We found a weak correlation between ipsilateral PA blood flow and PA size. These data would suggest that reliance solely on PA size (either by echocardiography or angiography) might not correlate well with differential PA blood flow. Direct PA blood flow assessment by CMR should be preferred.

MPBF may result in ventilation perfusion mismatch and less efficient gas exchange within the lungs [32]. MPBF, especially in the case of branch PA stenosis or compression, may also result in elevated Fontan baffle pressures which could lead to an increase in veno-venous collaterals to the pulmonary veins, which can cause systemic desaturation [33]. Fontan patients with severe unilateral branch PA stenosis have been noted to have significantly lower saturations compared to patients without stenosis [33]. Lower oxygen saturation has also been associated with lower exercise capacity in patients with congenital heart disease [4, 34, 35]. Finally, MPBF may also be associated with significant power loss in the Fontan circuit.

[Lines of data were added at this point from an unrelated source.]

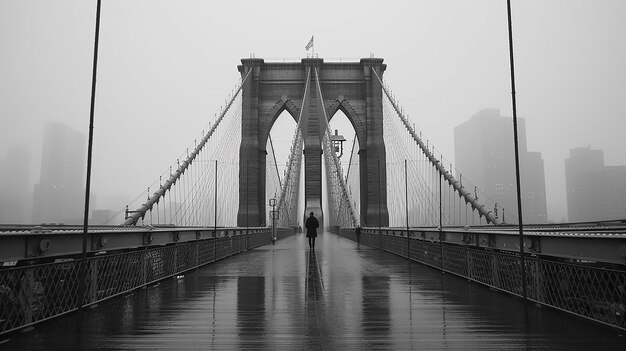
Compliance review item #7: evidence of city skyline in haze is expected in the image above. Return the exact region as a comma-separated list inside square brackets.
[0, 0, 626, 221]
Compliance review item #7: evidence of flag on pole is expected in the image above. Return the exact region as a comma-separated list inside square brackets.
[304, 36, 313, 51]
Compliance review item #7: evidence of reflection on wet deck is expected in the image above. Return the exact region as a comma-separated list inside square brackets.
[0, 233, 626, 350]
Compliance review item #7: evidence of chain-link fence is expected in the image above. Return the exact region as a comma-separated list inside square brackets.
[0, 229, 272, 334]
[339, 229, 626, 330]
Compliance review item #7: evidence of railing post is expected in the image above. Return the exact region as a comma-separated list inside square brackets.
[378, 159, 383, 250]
[140, 250, 148, 285]
[18, 268, 34, 324]
[85, 259, 99, 304]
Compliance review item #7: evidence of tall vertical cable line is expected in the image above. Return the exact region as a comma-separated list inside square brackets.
[78, 0, 102, 328]
[506, 0, 527, 299]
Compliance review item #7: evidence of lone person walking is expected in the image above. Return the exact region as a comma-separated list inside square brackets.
[304, 212, 320, 249]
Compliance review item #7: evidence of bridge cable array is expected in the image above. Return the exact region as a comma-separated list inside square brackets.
[315, 68, 359, 228]
[372, 68, 504, 226]
[123, 72, 250, 226]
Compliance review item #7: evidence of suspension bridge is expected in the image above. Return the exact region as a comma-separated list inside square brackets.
[0, 57, 626, 349]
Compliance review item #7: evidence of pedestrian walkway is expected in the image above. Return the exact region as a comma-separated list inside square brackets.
[0, 233, 626, 350]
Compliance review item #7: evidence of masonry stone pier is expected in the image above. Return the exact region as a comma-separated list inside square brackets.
[237, 58, 389, 227]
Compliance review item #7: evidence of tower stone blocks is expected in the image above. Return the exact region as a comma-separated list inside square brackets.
[237, 58, 389, 226]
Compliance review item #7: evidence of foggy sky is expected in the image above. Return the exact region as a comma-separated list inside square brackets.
[0, 0, 626, 221]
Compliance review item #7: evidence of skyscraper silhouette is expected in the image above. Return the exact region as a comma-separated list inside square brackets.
[33, 122, 85, 224]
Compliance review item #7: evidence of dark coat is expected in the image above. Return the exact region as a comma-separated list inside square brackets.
[304, 217, 320, 238]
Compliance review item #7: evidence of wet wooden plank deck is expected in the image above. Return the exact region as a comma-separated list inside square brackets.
[0, 233, 626, 350]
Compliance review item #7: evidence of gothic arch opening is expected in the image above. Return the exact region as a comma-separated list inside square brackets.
[322, 109, 360, 228]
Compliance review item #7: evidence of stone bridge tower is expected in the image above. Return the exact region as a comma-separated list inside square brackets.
[237, 58, 389, 227]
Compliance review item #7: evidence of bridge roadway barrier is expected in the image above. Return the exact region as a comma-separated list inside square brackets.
[0, 227, 295, 335]
[334, 228, 626, 330]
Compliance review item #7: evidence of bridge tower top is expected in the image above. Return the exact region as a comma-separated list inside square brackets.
[237, 57, 388, 226]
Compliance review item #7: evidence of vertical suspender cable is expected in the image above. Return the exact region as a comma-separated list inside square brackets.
[404, 159, 411, 259]
[213, 160, 217, 261]
[506, 0, 527, 299]
[78, 0, 102, 328]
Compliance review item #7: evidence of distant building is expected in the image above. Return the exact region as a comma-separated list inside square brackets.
[454, 109, 547, 224]
[0, 145, 32, 224]
[89, 210, 118, 225]
[33, 123, 85, 224]
[565, 146, 626, 222]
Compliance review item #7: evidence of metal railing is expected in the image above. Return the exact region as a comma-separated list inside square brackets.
[338, 228, 626, 330]
[0, 228, 274, 335]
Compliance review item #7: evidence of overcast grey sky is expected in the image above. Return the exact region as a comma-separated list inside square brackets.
[0, 0, 626, 220]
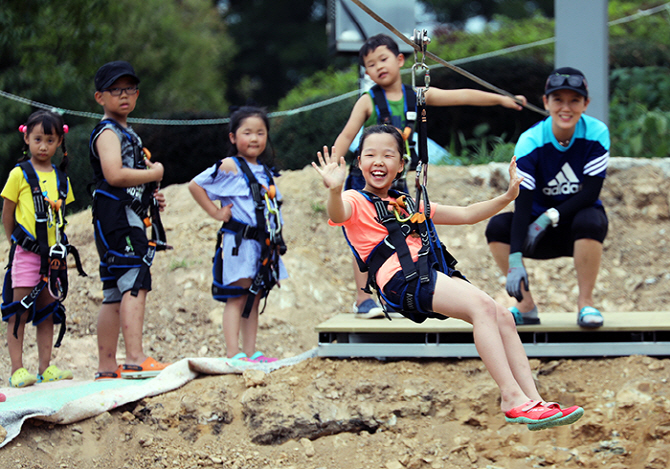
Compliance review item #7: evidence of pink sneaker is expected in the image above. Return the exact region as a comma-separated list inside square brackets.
[528, 402, 584, 432]
[505, 400, 563, 423]
[249, 352, 278, 363]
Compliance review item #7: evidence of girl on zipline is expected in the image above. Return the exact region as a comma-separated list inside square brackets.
[312, 125, 584, 430]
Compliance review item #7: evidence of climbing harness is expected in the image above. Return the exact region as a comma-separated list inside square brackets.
[89, 119, 172, 296]
[343, 186, 457, 322]
[212, 156, 286, 318]
[343, 30, 464, 322]
[2, 161, 86, 347]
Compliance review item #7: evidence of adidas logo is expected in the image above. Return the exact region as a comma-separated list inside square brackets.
[542, 163, 582, 196]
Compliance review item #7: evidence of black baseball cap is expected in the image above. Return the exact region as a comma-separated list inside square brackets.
[544, 67, 589, 98]
[95, 60, 140, 91]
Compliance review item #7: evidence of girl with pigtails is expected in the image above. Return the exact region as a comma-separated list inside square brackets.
[0, 111, 83, 388]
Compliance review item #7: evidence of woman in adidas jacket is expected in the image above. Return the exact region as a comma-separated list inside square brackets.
[486, 67, 610, 328]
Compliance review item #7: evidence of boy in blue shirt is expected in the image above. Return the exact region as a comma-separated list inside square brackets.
[486, 67, 610, 328]
[333, 34, 526, 319]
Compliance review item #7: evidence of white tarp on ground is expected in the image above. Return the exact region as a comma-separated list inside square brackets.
[0, 349, 317, 448]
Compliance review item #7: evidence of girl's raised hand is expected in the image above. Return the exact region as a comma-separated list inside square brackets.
[312, 146, 347, 189]
[507, 155, 523, 199]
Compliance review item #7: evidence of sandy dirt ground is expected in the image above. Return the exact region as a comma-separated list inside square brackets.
[0, 159, 670, 469]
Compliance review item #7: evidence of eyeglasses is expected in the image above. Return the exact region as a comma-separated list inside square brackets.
[545, 73, 588, 88]
[102, 86, 139, 96]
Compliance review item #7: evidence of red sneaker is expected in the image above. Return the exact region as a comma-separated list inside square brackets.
[505, 400, 562, 423]
[95, 365, 123, 381]
[528, 402, 584, 432]
[121, 357, 171, 379]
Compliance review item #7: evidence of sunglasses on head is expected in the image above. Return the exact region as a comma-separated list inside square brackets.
[547, 73, 587, 88]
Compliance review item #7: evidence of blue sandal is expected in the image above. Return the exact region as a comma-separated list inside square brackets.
[508, 306, 540, 326]
[577, 306, 605, 329]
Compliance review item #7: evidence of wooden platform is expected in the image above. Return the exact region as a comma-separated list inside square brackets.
[316, 312, 670, 358]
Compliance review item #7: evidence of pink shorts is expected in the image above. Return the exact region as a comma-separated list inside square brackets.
[12, 246, 40, 288]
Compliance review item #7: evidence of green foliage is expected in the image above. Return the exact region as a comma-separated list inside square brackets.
[449, 124, 514, 164]
[429, 14, 554, 63]
[0, 0, 235, 212]
[221, 0, 329, 106]
[420, 0, 554, 25]
[610, 67, 670, 158]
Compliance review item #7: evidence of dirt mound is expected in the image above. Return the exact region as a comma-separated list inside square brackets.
[0, 159, 670, 469]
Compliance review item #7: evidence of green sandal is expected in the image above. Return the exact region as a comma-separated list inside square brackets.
[37, 365, 73, 383]
[9, 368, 37, 388]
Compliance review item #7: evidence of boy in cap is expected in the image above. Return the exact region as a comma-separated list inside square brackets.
[89, 61, 167, 380]
[486, 67, 610, 328]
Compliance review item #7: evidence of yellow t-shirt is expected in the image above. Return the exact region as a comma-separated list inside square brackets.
[0, 166, 74, 246]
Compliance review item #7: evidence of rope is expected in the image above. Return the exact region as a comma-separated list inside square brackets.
[0, 0, 670, 125]
[0, 90, 359, 125]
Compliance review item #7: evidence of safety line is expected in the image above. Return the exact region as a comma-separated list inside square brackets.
[0, 0, 670, 125]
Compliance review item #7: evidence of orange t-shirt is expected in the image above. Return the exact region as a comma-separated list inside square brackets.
[328, 190, 421, 289]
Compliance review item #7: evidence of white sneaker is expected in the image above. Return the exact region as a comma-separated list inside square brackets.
[352, 299, 385, 319]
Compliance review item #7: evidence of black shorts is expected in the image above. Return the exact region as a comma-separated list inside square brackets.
[486, 206, 609, 259]
[382, 267, 466, 324]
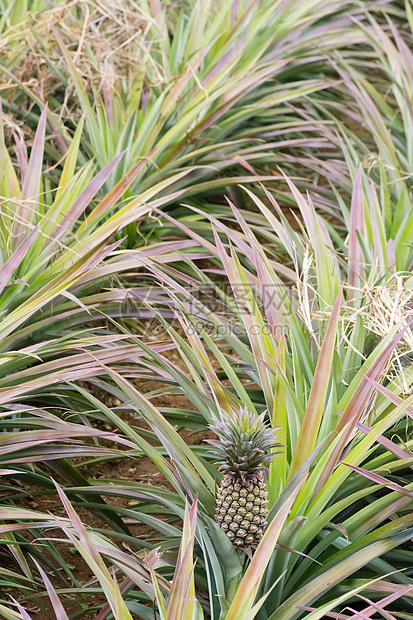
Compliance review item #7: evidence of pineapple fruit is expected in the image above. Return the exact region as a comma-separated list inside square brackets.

Previous elegant work using computational flow dynamics showed that power loss correlates to the minimum cross sectional PA area in Fontan patients [36]. MPBF may be a surrogate for the potential power loss in the Fontan circuit [37]. It is also plausible that during exercise, the differences in PA blood flow may be magnified. This may explain why a small measured effect in MPBF at rest has significant impact on functional exercise capacity. Future real time CMR studies during exercise may increase our understanding of the relationships between MPBF, power loss, and exercise capacity.

Limitations

This is a single-center CMR study which may limit the generalizability of these results to all Fontan patients. In particular, patients with pacemakers and defibrillators could not be evaluated; these devices are used in 13% of patients with Fontan circulation [37]. Sicker patients and patients with symptoms could be over-represented in this study, as these patients are more likely to be evaluated by CMR [38]. Also, 78 patients were excluded due to the incomplete flow data. Many of these patients had branch PA stents and may have had severe MPBF. Finally, this study included only patients with a maximal CPET, which limited the sample size and may have caused selection bias toward patients with higher functional status.

Conclusion

In patients after the Fontan operation, MPBF was common, seen in more than one third of patients. Lower exercise capacity was independently associated with MPBF, longer time since Fontan, and increased ventricular mass-to-volume ratio. Patients with PA compression by the aortic root or the ascending aorta were more likely to have MPBF. This study identifies MPBF as an important risk factor and as a potential target for therapeutic interventions in this fragile patient population.